Complete copy of all database data. Done weekly for most Nigerian banks. Stored off-site (or in cloud — AWS/Azure).

Incremental Backup

Only data changed since the last backup (full or incremental). Done daily to reduce backup time and storage.

Differential Backup

Data changed since the last FULL backup. Faster to restore than incremental (only need full + latest differential).

Transaction Log Backup

Backup of the transaction log (for point-in-time recovery). Done hourly or continuously for critical systems.

Snapshot Backup

A consistent point-in-time copy of the database (using OS/storage-level snapshot). Near-instantaneous — used for 24/7 systems.

Course Summary

Week

Core Topics Covered

Week 1

Data vs. Information vs. Knowledge; IM Concepts; File-based vs. Database approach; DBMS overview

Week 2

DBMS components; DBMS functions; Three-schema architecture; Data independence; Database languages; Roles

Week 3

Conceptual modelling; ER model; Entities, attributes, relationships; Cardinality; ER diagram construction

Week 4

Relational data model; Keys (PK, FK, candidate, composite); Entity integrity; Referential integrity; ER→Relational mapping

Week 5

SQL DDL/DML/DQL; SELECT, WHERE, ORDER BY; Aggregate functions; GROUP BY/HAVING; JOINs; Subqueries

Week 6

Functional dependencies; Update anomalies; 1NF, 2NF, 3NF, BCNF; Normalisation impact; Denormalisation

Week 7

Semi-structured data; XML structure and syntax; JSON format; Relational vs. semi-structured; JSON in MySQL

Week 8

DB security threats; Authentication/Authorisation; GRANT/REVOKE; Views; SQL injection; Encryption; NDPR

Week 9

Query processing pipeline; Relational algebra; Query optimisation; Indexes (B-Tree, Hash, Composite); EXPLAIN

Week 10

Transactions; ACID properties; Concurrency problems; Lock-based/timestamp protocols; Isolation levels; Recovery; WAL; ARIES; Backups

 

Reading List / References

1.    Ramakrishnan, R. & Gehrke, J. (2003). Database Management Systems, Chapters 16-18: Concurrency & Recovery. McGraw-Hill.

2.    Silberschatz et al. (2020). Database System Concepts, Chapters 17-19: Transactions & Recovery. McGraw-Hill.

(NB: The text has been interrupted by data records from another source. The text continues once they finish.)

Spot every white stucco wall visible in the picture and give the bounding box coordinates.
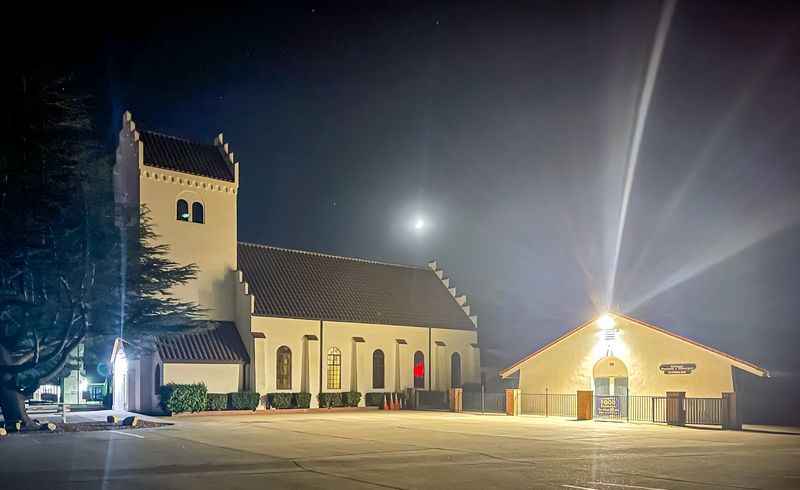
[162,362,241,393]
[114,113,239,321]
[510,317,760,397]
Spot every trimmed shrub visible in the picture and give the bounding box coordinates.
[292,392,311,408]
[317,393,344,408]
[228,391,261,410]
[364,391,386,407]
[159,383,208,414]
[267,392,294,409]
[342,391,361,407]
[206,393,228,410]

3.    Mohan, C. et al. (1992). ARIES: A Transaction Recovery Method Supporting Fine-Granularity Locking and Partial Rollbacks Using Write-Ahead Logging. ACM TODS, 17(1), 94-162.

 

Activities

Self-Assessment Quiz: 1. What does ACID stand for? Define each property with a banking example. 2. What is a dirty read? Give a specific scenario from a Nigerian fintech context. 3. Explain the difference between a shared lock and an exclusive lock. 4. What is Write-Ahead Logging (WAL)? Why is it essential for database recovery? 5. A Nigerian bank's database server crashes mid-transaction while processing salary payments. Describe step by step how the ARIES algorithm would recover the database.

 

Concurrency Scenario Exercise: Consider three concurrent transactions in a bank database: T1: Transfer ₦50,000 from Account A to Account B T2: Generate end-of-day balance report for Account A T3: Apply monthly interest to all Savings accounts including Account A  (a) What concurrency problems could arise without any concurrency control? (b) Using two-phase locking, describe what locks each transaction needs and in what order. (c) Could a deadlock occur? If yes, describe the scenario and how it would be resolved. (d) Which isolation level would you recommend for T1, T2, and T3 respectively, and why?